Presented By O'Reilly and Cloudera
Make Data Work
22–23 May 2017: Training
23–25 May 2017: Tutorials & Conference
London, UK

Classifying restaurant pictures: An API with Spark and Slider

17:2518:05 Wednesday, 24 May 2017
Level: Intermediate

Who is this presentation for?

  • Data scientists, data engineers, and those working with Hadoop, Spark, or Slider

Prerequisite knowledge

  • Basic familiarity with machine-learning models

What you'll learn

  • Explore how ensemble models can be combined with deep learning in Spark and a permanent and scalable API in Spark using Slider


The 2016 Yelp Restaurant Photo Classification challenge on Kaggle attracted a lot of attention in the data science community. The challenge consisted of classifying pictures of restaurants in several categories, such as good ambiance, services offered, and friendliness.
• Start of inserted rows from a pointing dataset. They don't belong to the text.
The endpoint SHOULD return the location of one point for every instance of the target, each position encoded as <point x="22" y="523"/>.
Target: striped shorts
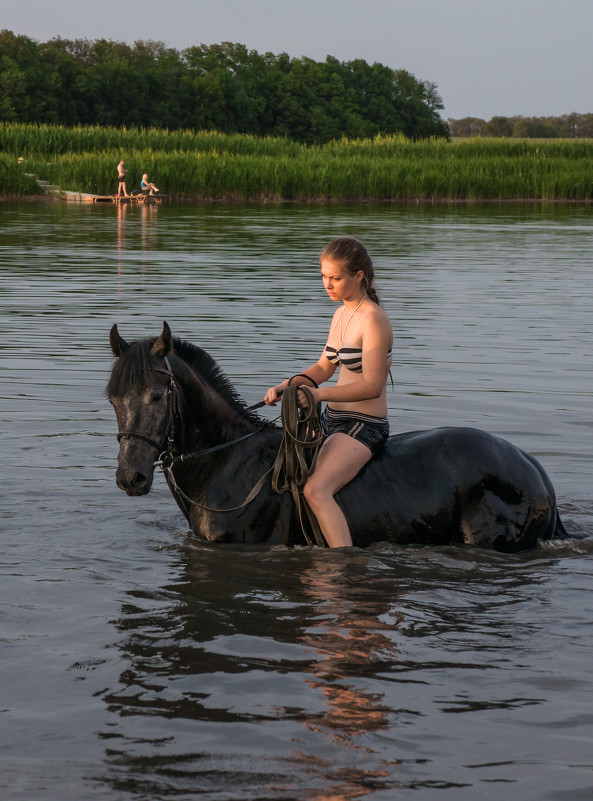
<point x="371" y="431"/>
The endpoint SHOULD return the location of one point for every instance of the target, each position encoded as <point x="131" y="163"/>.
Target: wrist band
<point x="304" y="375"/>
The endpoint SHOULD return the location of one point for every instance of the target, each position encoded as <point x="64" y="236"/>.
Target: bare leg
<point x="340" y="460"/>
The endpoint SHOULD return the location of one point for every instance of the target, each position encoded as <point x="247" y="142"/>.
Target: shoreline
<point x="304" y="201"/>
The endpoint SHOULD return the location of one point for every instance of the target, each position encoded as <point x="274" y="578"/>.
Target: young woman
<point x="354" y="421"/>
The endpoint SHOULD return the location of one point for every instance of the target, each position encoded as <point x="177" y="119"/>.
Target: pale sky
<point x="487" y="57"/>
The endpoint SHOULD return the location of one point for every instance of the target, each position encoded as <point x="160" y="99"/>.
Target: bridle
<point x="172" y="414"/>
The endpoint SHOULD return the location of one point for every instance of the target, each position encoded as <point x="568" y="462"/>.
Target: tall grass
<point x="14" y="180"/>
<point x="212" y="165"/>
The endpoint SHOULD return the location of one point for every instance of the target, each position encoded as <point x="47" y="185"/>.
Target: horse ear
<point x="162" y="346"/>
<point x="118" y="345"/>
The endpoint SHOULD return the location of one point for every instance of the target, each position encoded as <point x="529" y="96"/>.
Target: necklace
<point x="343" y="330"/>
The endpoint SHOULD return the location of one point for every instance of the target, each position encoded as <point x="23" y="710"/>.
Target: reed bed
<point x="14" y="182"/>
<point x="209" y="165"/>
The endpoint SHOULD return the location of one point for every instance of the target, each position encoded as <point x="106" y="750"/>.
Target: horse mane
<point x="132" y="368"/>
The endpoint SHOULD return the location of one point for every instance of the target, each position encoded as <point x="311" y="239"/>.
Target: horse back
<point x="447" y="485"/>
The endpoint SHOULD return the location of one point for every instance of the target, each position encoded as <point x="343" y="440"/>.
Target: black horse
<point x="445" y="485"/>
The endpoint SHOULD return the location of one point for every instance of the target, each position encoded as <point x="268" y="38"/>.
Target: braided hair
<point x="353" y="256"/>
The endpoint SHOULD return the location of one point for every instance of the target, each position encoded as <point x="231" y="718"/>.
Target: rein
<point x="296" y="457"/>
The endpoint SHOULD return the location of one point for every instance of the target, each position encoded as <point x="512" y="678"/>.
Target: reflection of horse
<point x="437" y="486"/>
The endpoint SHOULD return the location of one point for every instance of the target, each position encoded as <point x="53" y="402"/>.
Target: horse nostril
<point x="139" y="480"/>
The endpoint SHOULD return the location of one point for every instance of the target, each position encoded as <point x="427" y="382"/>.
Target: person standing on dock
<point x="121" y="179"/>
<point x="148" y="186"/>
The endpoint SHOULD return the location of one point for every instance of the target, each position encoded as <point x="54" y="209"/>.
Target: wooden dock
<point x="139" y="198"/>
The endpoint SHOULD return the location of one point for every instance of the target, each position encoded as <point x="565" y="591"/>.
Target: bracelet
<point x="304" y="375"/>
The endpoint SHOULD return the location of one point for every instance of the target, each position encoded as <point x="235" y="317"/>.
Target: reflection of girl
<point x="355" y="419"/>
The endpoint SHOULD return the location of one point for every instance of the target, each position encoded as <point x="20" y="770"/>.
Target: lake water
<point x="140" y="664"/>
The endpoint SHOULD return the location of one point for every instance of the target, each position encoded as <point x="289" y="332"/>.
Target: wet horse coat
<point x="445" y="485"/>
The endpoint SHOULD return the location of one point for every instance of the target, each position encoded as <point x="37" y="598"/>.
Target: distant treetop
<point x="223" y="87"/>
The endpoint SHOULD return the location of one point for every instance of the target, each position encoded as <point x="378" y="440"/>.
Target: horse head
<point x="143" y="393"/>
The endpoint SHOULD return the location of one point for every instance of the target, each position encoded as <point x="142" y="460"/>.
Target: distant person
<point x="147" y="186"/>
<point x="121" y="180"/>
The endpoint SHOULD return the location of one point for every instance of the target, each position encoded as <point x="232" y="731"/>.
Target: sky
<point x="487" y="57"/>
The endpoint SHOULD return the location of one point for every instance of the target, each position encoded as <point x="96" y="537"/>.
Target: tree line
<point x="223" y="87"/>
<point x="568" y="126"/>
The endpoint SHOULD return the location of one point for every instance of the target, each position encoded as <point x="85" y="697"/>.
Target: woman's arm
<point x="319" y="372"/>
<point x="376" y="344"/>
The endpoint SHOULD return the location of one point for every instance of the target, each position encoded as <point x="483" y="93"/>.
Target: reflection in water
<point x="261" y="674"/>
<point x="285" y="684"/>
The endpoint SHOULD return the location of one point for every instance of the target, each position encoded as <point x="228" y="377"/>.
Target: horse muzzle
<point x="133" y="482"/>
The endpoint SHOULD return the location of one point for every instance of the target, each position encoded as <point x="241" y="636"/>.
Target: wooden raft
<point x="123" y="199"/>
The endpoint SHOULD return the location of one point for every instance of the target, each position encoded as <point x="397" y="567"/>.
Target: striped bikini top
<point x="350" y="358"/>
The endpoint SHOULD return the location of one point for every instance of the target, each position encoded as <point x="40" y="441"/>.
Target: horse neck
<point x="209" y="418"/>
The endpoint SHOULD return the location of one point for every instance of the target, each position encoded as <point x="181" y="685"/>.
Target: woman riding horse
<point x="355" y="421"/>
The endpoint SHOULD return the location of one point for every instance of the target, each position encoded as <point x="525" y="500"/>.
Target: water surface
<point x="141" y="664"/>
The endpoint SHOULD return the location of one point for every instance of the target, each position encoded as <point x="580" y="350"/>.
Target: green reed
<point x="14" y="180"/>
<point x="211" y="165"/>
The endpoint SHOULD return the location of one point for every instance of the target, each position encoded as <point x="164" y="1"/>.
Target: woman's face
<point x="339" y="284"/>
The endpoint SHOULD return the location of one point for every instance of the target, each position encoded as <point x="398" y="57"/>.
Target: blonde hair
<point x="352" y="256"/>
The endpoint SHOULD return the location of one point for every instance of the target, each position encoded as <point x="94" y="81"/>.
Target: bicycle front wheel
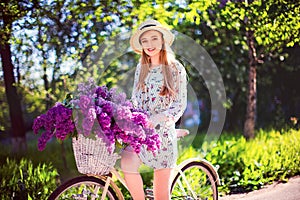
<point x="195" y="181"/>
<point x="83" y="187"/>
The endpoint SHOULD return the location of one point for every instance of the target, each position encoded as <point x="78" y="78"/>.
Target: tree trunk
<point x="249" y="125"/>
<point x="14" y="103"/>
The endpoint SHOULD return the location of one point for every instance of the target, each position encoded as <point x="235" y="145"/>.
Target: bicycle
<point x="192" y="179"/>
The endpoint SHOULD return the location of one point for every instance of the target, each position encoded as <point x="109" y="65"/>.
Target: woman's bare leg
<point x="162" y="184"/>
<point x="130" y="163"/>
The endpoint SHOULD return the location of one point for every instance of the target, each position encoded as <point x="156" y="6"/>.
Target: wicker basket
<point x="92" y="156"/>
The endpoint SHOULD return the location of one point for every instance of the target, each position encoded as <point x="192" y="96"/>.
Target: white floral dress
<point x="150" y="101"/>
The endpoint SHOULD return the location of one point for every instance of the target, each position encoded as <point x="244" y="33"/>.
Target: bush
<point x="21" y="180"/>
<point x="248" y="165"/>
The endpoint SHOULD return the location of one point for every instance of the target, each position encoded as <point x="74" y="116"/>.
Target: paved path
<point x="276" y="191"/>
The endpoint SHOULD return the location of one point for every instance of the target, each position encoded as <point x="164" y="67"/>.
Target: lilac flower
<point x="102" y="112"/>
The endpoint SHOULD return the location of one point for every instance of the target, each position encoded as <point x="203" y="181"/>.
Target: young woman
<point x="160" y="89"/>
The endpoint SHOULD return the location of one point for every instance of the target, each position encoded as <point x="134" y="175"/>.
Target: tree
<point x="10" y="12"/>
<point x="267" y="27"/>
One of the many challenges was the low number of images per category. This restriction limited the use of many state-of-the-art image classification techniques like pure deep learning. However, this resulted in a number of ingenious solutions using ensemble methods in combination with deep learning models to achieve a high classification score.

Natalino Busa shares the implementation based on Spark and Slider. Spark processes data and trains the ML model, which consists of deep learning and ensemble classification methods, while picture scoring is exposed via an API that is persisted and scaled with Slider. Join in to see how it all works (and get a glimpse of some truly tasty pictures).

Photo of Natalino Busa

Natalino Busa


Natalino Busa is the chief data architect at DBS, where he leads the definition, design, and implementation of big, fast data solutions for data-driven applications, such as predictive analytics, personalized marketing, and security event monitoring. Natalino is an all-around technology manager, product developer, and innovator with a 15+-year track record in research, development, and management of distributed architectures and scalable services and applications. Previously, he was the head of data science at Teradata, an enterprise data architect at ING, and a senior researcher at Philips Research Laboratories on the topics of system-on-a-chip architectures, distributed computing, and parallelizing compilers.